Inconsistent BatchSize

AirDialogue Model

Official implementations of the AirDialogue paper
Codebase developed based on the AirDialogue tookit
Replicating results by using the AirDialogue dataset, or the synthesized dataset

Prerequisites

General

python (verified on 3.7)
wget

Python Packages

tensorflow (verified on 1.15.0)
airdialogue

1. Prepare Dataset

AirDialogue dataset and its meta data can be downloaded using our download script. In this script we will also download the nltk corpus used for preprocessing.

bash ./scripts/download.sh

We will also generate a set of synthesized context pairs for self-play training. These context pairs contain initial conditions and the optimal decisions of the synthesized dialogue. Additionally, here we also generate the Out-of-domain evaluation set (OOD1). See the AirDialogue paper for more details.

bash ./scripts/gen_syn.sh --ood1

2. Preprocessing

We preprocess the train dataset in order to begin the training of our model.

bash ./scripts/preprocess.sh -p train

3. Training

Supervised Learning

The fist step is to train our model using supervised learning.

python airdialogue_model_tf.py --task_type TRAINEVAL --num_gpus 8 \
                            --input_dir ./data/airdialogue/tokenized \
                            --out_dir ./data/out_dir \
                            --num_units 256 --num_layers 2

Training with Reinforcement Learning Self-play

The second step would be to train our model using self-play based on our supervised learning checkpoint.

python airdialogue_model_tf.py --task_type SP_DISTRIBUTED --num_gpus 8 \
                            --input_dir ./data/airdialogue/tokenized \
                            --self_play_pretrain_dir ./data/out_dir \
                            --out_dir ./data/selfplay_out_dir

Examine Training Meta Information

Training meta data will be written to the output directory, which can be examined using tensorboard. The following command will examine the training procedure of the supervised learning model.

tensorboard --logdir=./data/out_dir

To view the training meta data for the self-play mode, swap logdir to ./data/selfplay_out_dir.

4. Evaluating on the AirDialogue dev set

Preprocessing

Similar to training, we will first need to preprocess the dev dataset. here we will also preprocess the ood1 dataset for evaluation.

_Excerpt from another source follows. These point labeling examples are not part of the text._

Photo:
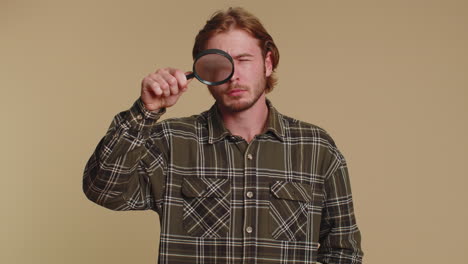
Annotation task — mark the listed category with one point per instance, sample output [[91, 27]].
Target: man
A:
[[240, 183]]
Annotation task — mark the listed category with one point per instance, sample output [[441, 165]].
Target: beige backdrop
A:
[[388, 80]]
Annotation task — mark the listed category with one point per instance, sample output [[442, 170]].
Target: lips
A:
[[236, 92]]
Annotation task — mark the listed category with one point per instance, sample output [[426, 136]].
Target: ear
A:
[[268, 64]]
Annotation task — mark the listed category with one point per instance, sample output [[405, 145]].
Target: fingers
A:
[[168, 81], [163, 87]]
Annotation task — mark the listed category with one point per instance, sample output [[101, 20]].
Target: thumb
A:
[[189, 76]]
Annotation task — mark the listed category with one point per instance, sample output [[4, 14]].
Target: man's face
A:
[[247, 84]]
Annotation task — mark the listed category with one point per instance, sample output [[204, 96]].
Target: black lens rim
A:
[[213, 51]]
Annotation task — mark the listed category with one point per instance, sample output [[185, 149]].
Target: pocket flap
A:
[[292, 191], [205, 187]]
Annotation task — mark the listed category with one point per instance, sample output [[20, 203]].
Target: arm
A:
[[117, 176], [340, 239], [127, 170]]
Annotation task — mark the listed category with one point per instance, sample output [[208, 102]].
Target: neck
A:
[[247, 123]]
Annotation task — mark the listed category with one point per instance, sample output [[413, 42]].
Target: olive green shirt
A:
[[284, 197]]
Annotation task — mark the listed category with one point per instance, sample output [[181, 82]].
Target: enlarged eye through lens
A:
[[213, 67]]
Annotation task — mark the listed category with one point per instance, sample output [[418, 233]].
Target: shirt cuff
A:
[[143, 120]]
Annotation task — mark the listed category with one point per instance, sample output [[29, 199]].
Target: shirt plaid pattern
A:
[[284, 197]]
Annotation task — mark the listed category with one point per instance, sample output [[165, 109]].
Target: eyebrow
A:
[[242, 55]]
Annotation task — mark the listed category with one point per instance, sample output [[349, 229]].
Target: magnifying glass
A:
[[212, 67]]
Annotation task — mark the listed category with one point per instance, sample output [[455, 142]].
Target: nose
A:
[[235, 75]]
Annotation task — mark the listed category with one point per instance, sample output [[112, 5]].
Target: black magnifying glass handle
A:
[[190, 76]]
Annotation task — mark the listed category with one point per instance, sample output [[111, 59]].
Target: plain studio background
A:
[[387, 79]]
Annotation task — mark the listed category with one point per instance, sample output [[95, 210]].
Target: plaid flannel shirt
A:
[[284, 197]]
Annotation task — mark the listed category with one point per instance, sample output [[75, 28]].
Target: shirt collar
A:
[[217, 131]]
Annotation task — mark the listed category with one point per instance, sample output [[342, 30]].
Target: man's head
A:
[[239, 19]]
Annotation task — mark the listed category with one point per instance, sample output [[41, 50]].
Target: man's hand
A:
[[163, 88]]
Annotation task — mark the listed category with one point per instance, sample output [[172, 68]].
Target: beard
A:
[[238, 103]]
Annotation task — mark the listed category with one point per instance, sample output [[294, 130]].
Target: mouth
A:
[[236, 92]]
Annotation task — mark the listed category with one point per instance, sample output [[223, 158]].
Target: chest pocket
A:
[[290, 210], [206, 207]]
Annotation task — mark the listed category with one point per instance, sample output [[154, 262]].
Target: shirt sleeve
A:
[[124, 172], [340, 238]]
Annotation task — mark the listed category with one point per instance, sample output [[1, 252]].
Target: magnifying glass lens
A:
[[214, 68]]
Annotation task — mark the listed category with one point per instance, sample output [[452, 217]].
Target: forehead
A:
[[235, 42]]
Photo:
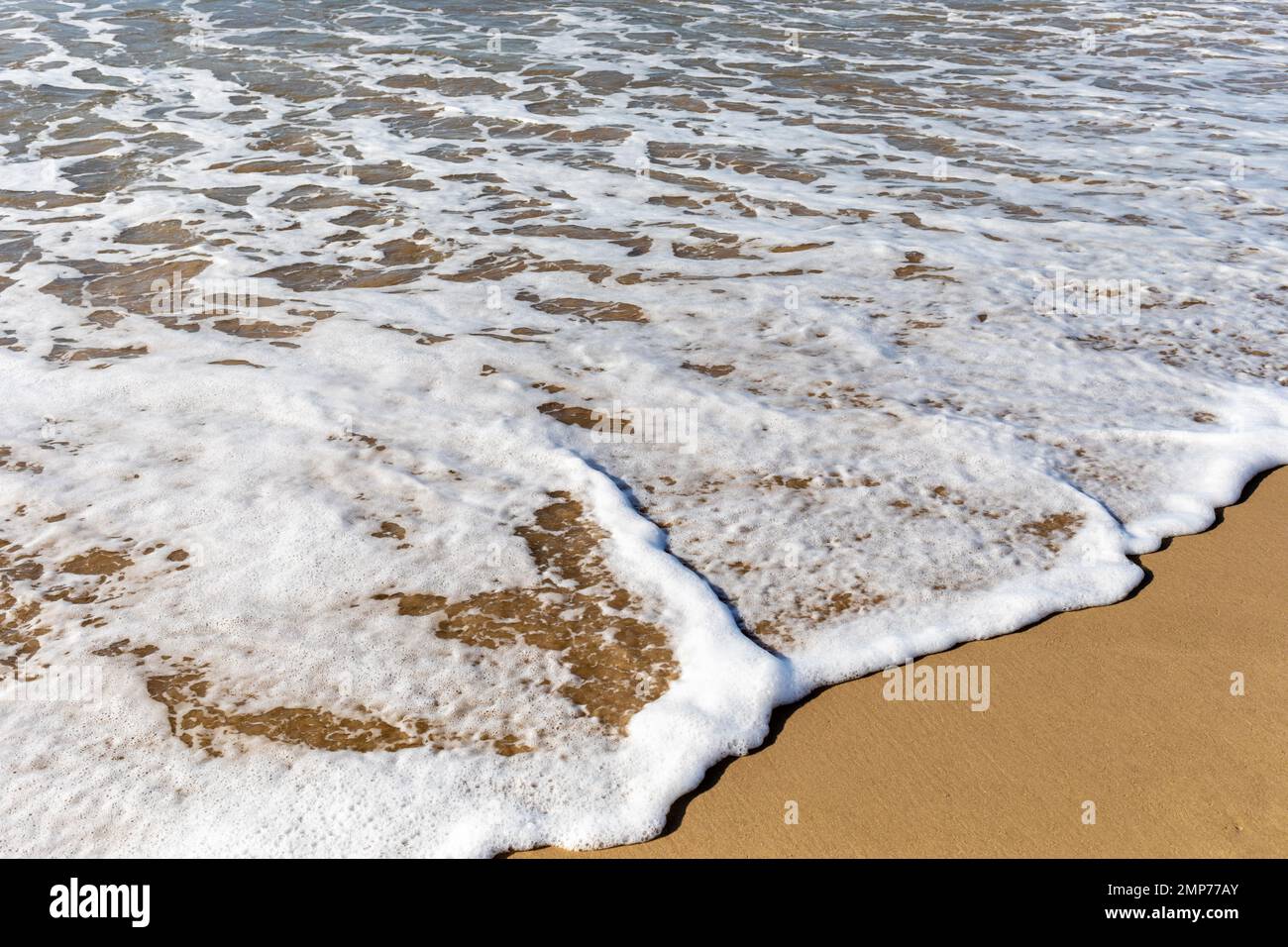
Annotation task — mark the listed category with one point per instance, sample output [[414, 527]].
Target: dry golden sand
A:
[[1128, 706]]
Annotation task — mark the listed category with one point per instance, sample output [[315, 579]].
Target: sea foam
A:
[[439, 431]]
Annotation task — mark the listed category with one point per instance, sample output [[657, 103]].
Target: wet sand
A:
[[1128, 706]]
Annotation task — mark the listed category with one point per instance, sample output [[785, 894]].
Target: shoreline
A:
[[1127, 706]]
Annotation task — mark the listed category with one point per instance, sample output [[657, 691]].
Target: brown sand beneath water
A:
[[1127, 706]]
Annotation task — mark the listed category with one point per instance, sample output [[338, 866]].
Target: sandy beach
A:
[[1127, 706]]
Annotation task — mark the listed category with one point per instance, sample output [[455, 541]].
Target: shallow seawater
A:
[[438, 431]]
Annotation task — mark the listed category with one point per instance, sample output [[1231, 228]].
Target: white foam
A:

bash ./scripts/preprocess.sh -p dev --ood1

Predicting

We use the following script to evaluate our trained model on the dev set. Following the AirDialogue paper, here we also evaluate the model's performance on the OOD1 evaluation set that we generated. The evaluation script will first try to find the selfplay model. If failed, it will use the supervised model.

bash ./scripts/evaluate.sh -p dev -a ood1

5. Scoring

Once the predictative files are generated, we will depend on the AirDialogue tookit for scoring. We are currently working on the scoring script.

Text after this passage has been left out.